McDonald’s terminated Mr. Easterbrook in 2019 after discovering that he had violated Company policy by engaging in a consensual relationship with an employee through video calls and text messages. At the time of his dismissal, Mr. Easterbrook stated that he had not participated in misconduct with any other employees.
While the McDonald’s Board of Directors acknowledged that Mr. Easterbrook had exercised poor judgement, they nevertheless decided to terminate him without cause. The Company also approved a settlement agreement which provided their former CEO with a multi-million-dollar compensation package.
However, the agreement also contained a provision which would require Mr. Easterbrook to return his severance payments if the Company discovered that he had engaged in conduct which would justify a termination for cause. This provision would prove problematic for Mr. Easterbrook in July of 2020, when an anonymous McDonald’s employee came forward and accused him of having a sexual relationship with another employee during his time as CEO.

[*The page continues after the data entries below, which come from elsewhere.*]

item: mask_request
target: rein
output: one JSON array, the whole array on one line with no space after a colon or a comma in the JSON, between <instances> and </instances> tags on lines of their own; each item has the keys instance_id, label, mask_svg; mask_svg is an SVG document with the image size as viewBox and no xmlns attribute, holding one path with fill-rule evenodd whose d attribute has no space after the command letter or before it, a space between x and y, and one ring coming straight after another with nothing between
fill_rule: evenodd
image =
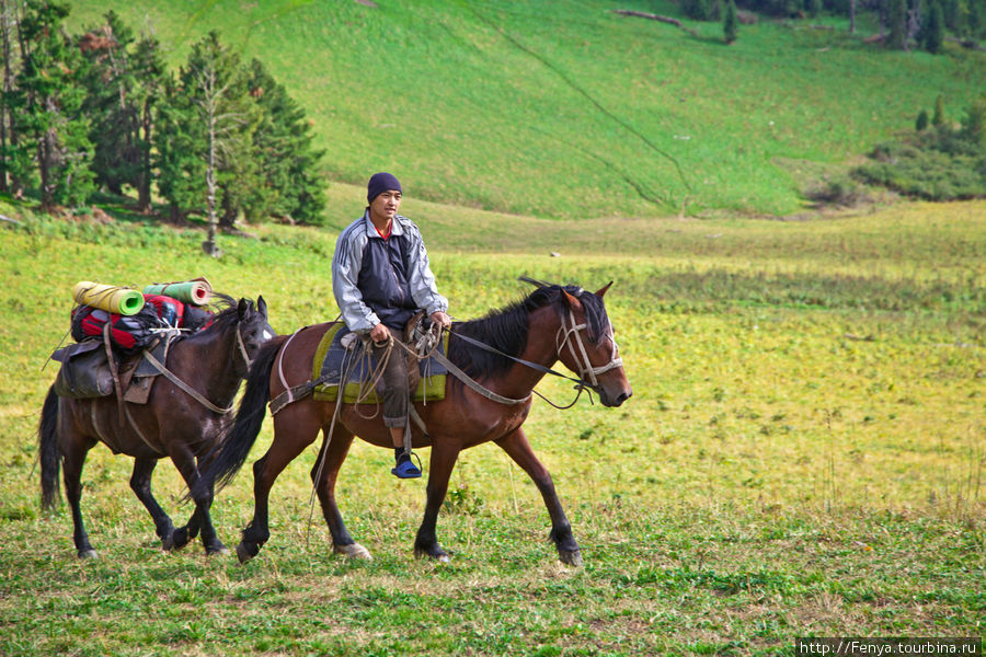
<instances>
[{"instance_id":1,"label":"rein","mask_svg":"<svg viewBox=\"0 0 986 657\"><path fill-rule=\"evenodd\" d=\"M587 327L587 324L586 323L576 324L575 315L571 309L569 310L569 322L571 322L571 326L567 326L565 324L565 318L562 316L561 327L558 330L558 335L555 336L555 341L554 341L555 342L555 351L560 356L561 351L562 351L562 349L564 349L565 345L569 346L569 350L572 353L572 357L575 359L575 362L578 366L580 371L578 371L577 379L570 377L567 374L563 374L559 371L555 371L555 370L551 369L550 367L544 367L543 365L539 365L537 362L531 362L530 360L525 360L524 358L511 356L509 354L505 354L504 351L501 351L496 347L493 347L493 346L482 343L478 339L469 337L468 335L462 335L461 333L455 332L451 328L449 328L449 333L451 333L459 339L462 339L471 345L480 347L481 349L485 349L486 351L490 351L491 354L496 354L497 356L503 356L504 358L513 360L514 362L519 362L520 365L529 367L535 371L539 371L543 374L551 374L553 377L560 377L562 379L567 379L569 381L574 382L575 389L578 392L576 393L575 399L572 400L572 403L566 406L560 406L560 405L555 404L554 402L552 402L551 400L546 397L543 394L541 394L537 390L531 391L534 394L538 395L539 397L541 397L542 400L544 400L546 402L548 402L555 408L563 411L565 408L571 408L572 406L574 406L575 403L578 401L578 397L582 396L583 391L588 391L589 402L592 402L593 401L593 391L599 387L599 380L596 378L596 374L601 374L603 372L608 372L609 370L616 369L618 367L622 367L622 365L623 365L623 359L619 358L617 356L616 341L611 339L612 357L610 358L609 362L607 362L606 365L599 366L599 367L593 367L592 361L589 361L588 353L585 349L585 344L582 341L582 333L581 333L584 328ZM573 335L574 335L574 339L572 339ZM576 345L578 345L578 351L576 351L575 347L572 345L573 342ZM580 358L580 354L582 356L581 358ZM449 361L448 364L445 364L445 365L446 365L446 367L448 367L451 364ZM477 390L475 387L482 388L473 379L469 378L466 374L466 372L462 372L462 370L460 370L459 368L457 368L454 365L451 367L458 371L455 371L451 368L449 369L449 371L451 371L452 373L456 374L456 377L461 379L461 381L463 383L466 383L473 390ZM588 381L586 381L586 377L588 377ZM482 390L485 392L480 391L480 390L477 390L477 392L480 392L480 394L483 394L483 396L486 396L488 399L491 399L491 400L493 399L492 396L489 396L486 394L486 392L490 392L491 394L495 394L495 393L492 393L491 391L486 391L484 388ZM503 397L503 399L506 399L506 397ZM526 402L529 399L530 399L530 395L527 395L527 397L525 397L524 400L507 400L507 402L502 402L502 403L520 403L520 402ZM494 400L494 401L500 401L500 400Z\"/></svg>"}]
</instances>

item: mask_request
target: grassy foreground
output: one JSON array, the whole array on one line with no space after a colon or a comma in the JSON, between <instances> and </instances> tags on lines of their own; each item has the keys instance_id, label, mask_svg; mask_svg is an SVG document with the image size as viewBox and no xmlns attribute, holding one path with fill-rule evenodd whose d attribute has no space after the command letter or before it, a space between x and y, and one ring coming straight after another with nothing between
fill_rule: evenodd
<instances>
[{"instance_id":1,"label":"grassy foreground","mask_svg":"<svg viewBox=\"0 0 986 657\"><path fill-rule=\"evenodd\" d=\"M340 217L354 192L334 187ZM242 567L197 546L162 553L131 462L101 446L83 473L101 558L78 562L65 507L38 509L33 438L71 285L205 275L263 293L289 332L335 315L334 235L262 227L222 238L216 262L196 255L195 230L0 203L23 222L0 228L0 654L753 655L792 654L804 635L983 635L986 205L577 228L404 209L459 318L518 298L520 274L616 279L607 304L634 397L538 403L526 425L585 566L557 562L535 487L493 446L454 473L448 566L411 555L423 483L393 481L385 451L356 445L341 505L376 561L332 556L318 511L309 525L312 448L278 480L271 542ZM251 462L268 443L270 425ZM173 466L154 483L184 520ZM229 545L251 487L244 471L215 506Z\"/></svg>"}]
</instances>

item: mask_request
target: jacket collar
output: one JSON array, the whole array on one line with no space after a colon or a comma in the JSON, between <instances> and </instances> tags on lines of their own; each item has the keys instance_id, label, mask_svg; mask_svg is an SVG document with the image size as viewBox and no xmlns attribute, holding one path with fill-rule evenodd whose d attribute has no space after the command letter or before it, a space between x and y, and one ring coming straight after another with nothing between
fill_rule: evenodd
<instances>
[{"instance_id":1,"label":"jacket collar","mask_svg":"<svg viewBox=\"0 0 986 657\"><path fill-rule=\"evenodd\" d=\"M400 215L394 215L393 224L390 228L390 234L391 235L404 234L403 223L404 223L404 218ZM363 226L366 229L366 237L380 239L380 233L377 232L377 227L374 226L372 221L370 221L369 210L365 210L363 212Z\"/></svg>"}]
</instances>

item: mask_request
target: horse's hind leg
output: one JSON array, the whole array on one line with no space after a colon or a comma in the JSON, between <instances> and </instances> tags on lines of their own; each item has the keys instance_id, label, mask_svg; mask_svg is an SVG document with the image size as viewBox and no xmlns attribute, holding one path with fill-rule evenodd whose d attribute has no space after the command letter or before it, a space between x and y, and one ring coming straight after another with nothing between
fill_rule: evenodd
<instances>
[{"instance_id":1,"label":"horse's hind leg","mask_svg":"<svg viewBox=\"0 0 986 657\"><path fill-rule=\"evenodd\" d=\"M448 480L451 476L456 459L459 458L458 445L448 440L434 440L432 458L428 461L428 486L425 502L425 515L414 538L414 556L427 556L439 562L448 562L448 554L438 544L435 526L438 523L438 511L448 493Z\"/></svg>"},{"instance_id":2,"label":"horse's hind leg","mask_svg":"<svg viewBox=\"0 0 986 657\"><path fill-rule=\"evenodd\" d=\"M267 505L274 481L301 450L314 442L320 426L317 403L311 397L285 406L274 416L274 442L253 464L253 519L237 545L241 564L256 556L271 538Z\"/></svg>"},{"instance_id":3,"label":"horse's hind leg","mask_svg":"<svg viewBox=\"0 0 986 657\"><path fill-rule=\"evenodd\" d=\"M534 480L538 491L541 492L541 497L544 498L544 506L548 507L548 515L551 517L551 540L554 541L554 545L558 549L559 558L572 566L582 565L582 552L578 549L578 543L575 542L575 537L572 535L572 526L569 523L569 518L565 517L565 511L562 509L558 494L554 492L554 482L551 481L551 474L535 456L534 450L530 448L530 442L527 441L527 436L524 435L524 430L518 428L516 431L497 440L496 445L502 447L514 462L524 469L524 472Z\"/></svg>"},{"instance_id":4,"label":"horse's hind leg","mask_svg":"<svg viewBox=\"0 0 986 657\"><path fill-rule=\"evenodd\" d=\"M199 474L192 452L186 446L182 446L171 454L171 460L185 480L188 489L195 491L195 483L198 481ZM184 548L202 530L202 544L206 554L226 554L228 550L216 535L216 528L213 527L213 519L209 516L209 508L213 506L213 488L209 487L198 495L193 494L192 498L195 500L195 511L184 527L177 528L171 534L174 548Z\"/></svg>"},{"instance_id":5,"label":"horse's hind leg","mask_svg":"<svg viewBox=\"0 0 986 657\"><path fill-rule=\"evenodd\" d=\"M72 509L72 541L76 543L76 552L79 558L95 558L96 551L89 543L89 534L82 522L82 465L85 463L85 454L95 446L94 440L89 440L78 435L68 435L61 441L62 480L65 481L65 496Z\"/></svg>"},{"instance_id":6,"label":"horse's hind leg","mask_svg":"<svg viewBox=\"0 0 986 657\"><path fill-rule=\"evenodd\" d=\"M151 475L157 465L157 459L135 459L134 473L130 475L130 488L133 488L137 499L144 504L144 508L151 515L154 521L154 531L158 538L161 539L163 549L171 550L174 548L172 537L174 525L172 525L171 518L164 512L164 509L161 508L161 505L158 504L158 500L154 499L151 493Z\"/></svg>"},{"instance_id":7,"label":"horse's hind leg","mask_svg":"<svg viewBox=\"0 0 986 657\"><path fill-rule=\"evenodd\" d=\"M332 549L336 554L345 554L351 558L371 560L369 550L353 540L343 522L342 514L335 504L335 482L339 479L339 470L342 468L349 446L353 443L353 434L342 427L335 427L332 436L325 436L325 442L319 452L319 459L311 469L311 481L319 494L322 504L322 516L332 533ZM323 462L324 461L324 462Z\"/></svg>"}]
</instances>

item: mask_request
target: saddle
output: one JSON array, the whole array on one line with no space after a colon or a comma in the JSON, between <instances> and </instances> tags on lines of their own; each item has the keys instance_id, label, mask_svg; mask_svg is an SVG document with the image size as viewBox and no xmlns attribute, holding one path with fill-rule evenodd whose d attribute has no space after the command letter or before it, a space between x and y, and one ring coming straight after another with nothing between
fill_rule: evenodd
<instances>
[{"instance_id":1,"label":"saddle","mask_svg":"<svg viewBox=\"0 0 986 657\"><path fill-rule=\"evenodd\" d=\"M428 328L424 311L412 316L404 327L404 344L419 355L428 354L433 349L444 354L448 348L448 334L445 334L442 344L436 345L436 341L437 334ZM448 373L445 366L434 358L419 360L398 345L393 348L391 358L408 359L408 390L411 391L412 402L445 399L445 378ZM368 404L378 403L380 397L377 391L365 390L377 365L376 356L365 351L356 334L341 322L333 324L319 342L312 359L311 380L316 382L312 395L317 401L336 401L343 374L347 373L343 387L343 402L355 403L360 400Z\"/></svg>"},{"instance_id":2,"label":"saddle","mask_svg":"<svg viewBox=\"0 0 986 657\"><path fill-rule=\"evenodd\" d=\"M150 353L163 362L170 345L169 339L156 339L138 354L123 357L111 350L112 362L105 344L99 339L62 347L51 354L51 359L61 364L53 387L55 394L82 400L110 396L118 383L124 401L146 404L161 372L144 355Z\"/></svg>"}]
</instances>

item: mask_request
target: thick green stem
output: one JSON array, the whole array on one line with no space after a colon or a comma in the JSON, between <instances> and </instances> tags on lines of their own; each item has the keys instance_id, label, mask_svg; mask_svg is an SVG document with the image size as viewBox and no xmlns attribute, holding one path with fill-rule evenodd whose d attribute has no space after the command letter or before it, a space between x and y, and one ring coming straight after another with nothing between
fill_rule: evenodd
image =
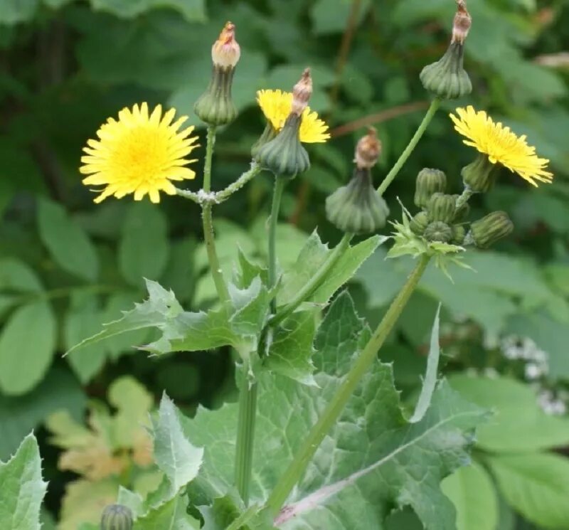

Following an investigation, McDonald’s not only confirmed the new accusation to be true, but also discovered that Mr. Easterbrook had engaged in other sexual relationships with employees during his tenure as CEO. McDonald’s learned that Mr. Easterbrook had sent “dozens of nude, partially nude or sexually explicit photographs and videos of various women, including photographs of company employees” to his personal email account. The Company also determined that he attempted to conceal these relationships by deleting evidence from his phone.
As well, the investigation revealed that one of the women Mr. Easterbrook was in a sexual relationship with received stocks worth hundreds of thousands of dollars from the former CEO.

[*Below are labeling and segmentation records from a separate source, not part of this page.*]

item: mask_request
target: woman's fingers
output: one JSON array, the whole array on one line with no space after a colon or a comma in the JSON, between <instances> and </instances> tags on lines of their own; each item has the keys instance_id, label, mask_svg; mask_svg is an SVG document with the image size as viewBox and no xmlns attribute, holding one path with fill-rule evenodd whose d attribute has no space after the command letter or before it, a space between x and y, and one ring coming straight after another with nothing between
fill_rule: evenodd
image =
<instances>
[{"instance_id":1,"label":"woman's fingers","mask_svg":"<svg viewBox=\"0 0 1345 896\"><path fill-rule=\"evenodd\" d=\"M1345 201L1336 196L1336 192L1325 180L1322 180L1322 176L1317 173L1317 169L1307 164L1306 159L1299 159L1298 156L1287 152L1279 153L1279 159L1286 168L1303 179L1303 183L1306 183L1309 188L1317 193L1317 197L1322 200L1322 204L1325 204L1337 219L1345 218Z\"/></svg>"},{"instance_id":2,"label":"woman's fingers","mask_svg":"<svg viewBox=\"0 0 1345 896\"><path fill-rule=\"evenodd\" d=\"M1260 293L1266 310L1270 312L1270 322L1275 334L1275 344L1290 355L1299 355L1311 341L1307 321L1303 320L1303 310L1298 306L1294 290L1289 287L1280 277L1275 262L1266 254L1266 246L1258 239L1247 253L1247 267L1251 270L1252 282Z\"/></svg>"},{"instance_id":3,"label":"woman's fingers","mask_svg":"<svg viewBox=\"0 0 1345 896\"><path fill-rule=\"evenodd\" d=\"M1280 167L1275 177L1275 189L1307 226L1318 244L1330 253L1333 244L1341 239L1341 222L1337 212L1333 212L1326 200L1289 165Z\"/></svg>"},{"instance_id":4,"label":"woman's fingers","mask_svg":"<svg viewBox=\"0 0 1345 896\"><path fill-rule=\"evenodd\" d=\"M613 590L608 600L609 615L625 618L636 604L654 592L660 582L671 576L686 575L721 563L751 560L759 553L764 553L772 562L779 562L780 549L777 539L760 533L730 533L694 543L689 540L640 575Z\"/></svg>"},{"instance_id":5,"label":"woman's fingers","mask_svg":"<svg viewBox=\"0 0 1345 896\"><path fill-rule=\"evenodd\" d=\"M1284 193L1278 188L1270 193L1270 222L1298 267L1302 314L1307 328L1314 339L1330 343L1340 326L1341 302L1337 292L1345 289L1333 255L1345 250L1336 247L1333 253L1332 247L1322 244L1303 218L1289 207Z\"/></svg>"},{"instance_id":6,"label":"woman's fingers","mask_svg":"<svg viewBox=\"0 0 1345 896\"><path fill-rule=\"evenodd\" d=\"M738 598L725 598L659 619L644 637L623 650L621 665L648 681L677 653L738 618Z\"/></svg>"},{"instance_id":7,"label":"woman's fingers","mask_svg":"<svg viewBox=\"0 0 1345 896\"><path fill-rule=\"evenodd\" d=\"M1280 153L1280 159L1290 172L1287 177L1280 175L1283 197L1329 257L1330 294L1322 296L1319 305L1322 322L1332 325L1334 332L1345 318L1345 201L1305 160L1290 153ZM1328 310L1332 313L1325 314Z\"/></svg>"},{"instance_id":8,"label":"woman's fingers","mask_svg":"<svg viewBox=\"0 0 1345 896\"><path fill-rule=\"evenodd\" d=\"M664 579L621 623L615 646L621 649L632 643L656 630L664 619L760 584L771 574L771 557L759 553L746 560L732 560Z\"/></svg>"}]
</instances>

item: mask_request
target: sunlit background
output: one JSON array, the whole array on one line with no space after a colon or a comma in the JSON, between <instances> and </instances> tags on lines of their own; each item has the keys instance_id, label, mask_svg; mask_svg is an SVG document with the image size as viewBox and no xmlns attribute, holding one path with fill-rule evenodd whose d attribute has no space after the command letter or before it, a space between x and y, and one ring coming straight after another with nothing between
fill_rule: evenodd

As a result of these new discoveries, the McDonald’s Board of Directors sued Mr. Easterbrook in August of 2020. The Company’s position was that Mr. Easterbrook concealed information during the initial investigation, and that he would have been terminated for cause in 2019 had the full extent of his misconduct been known. Pursuant to the above-mentioned provision of the settlement agreement, the Company looked to recover the large financial amounts paid to Mr. Easterbrook on account of discovering additional misconduct following the settlement.
On December 16, 2021, Mr. Easterbrook agreed to return the significant sums of money and stocks to the Company, thus accepting the role he played in the misconduct and avoiding a long legal battle. The value of those equity awards and cash was in excess of $105 million.
The Use of Settlement Agreements in Canada
While the matter between McDonald’s and its former CEO occurred in the American legal context, the circumstances befalling both parties also have important implications for Canadian employers. Much like in the U.S., settlement agreements are common in Canadian workplaces.
Canadian courts have recognized that settlement agreements are essentially contracts entered into between employers and employees. Furthermore, the courts will generally uphold the terms of settlement agreements as final, barring the presence of fraud, misrepresentation, undue influence, and/or other factors.
In situations where a false or misleading representation results in one party entering into a settlement agreement with the other, the agreement can be revoked. In other words, employers may not be bound by a settlement agreement entered into because of an employee’s misrepresentation or dishonesty. An employer who seeks to rescind a settlement agreement must prove the misrepresentation significantly influenced their decision to enter into the agreement. In fact, this was the very argument relied upon by McDonald’s in their lawsuit against Mr. Easterbrook.
The Bottom Line
McDonald’s settlement agreement with Mr. Easterbrook was expertly drafted to ensure maximum protection for the Company, and employers should be equally prudent during settlement negotiations with former employees. We strongly recommend that all settlement agreements be negotiated and drafted with the assistance of experienced employment law counsel, as each case is unique and turns on its own set of facts.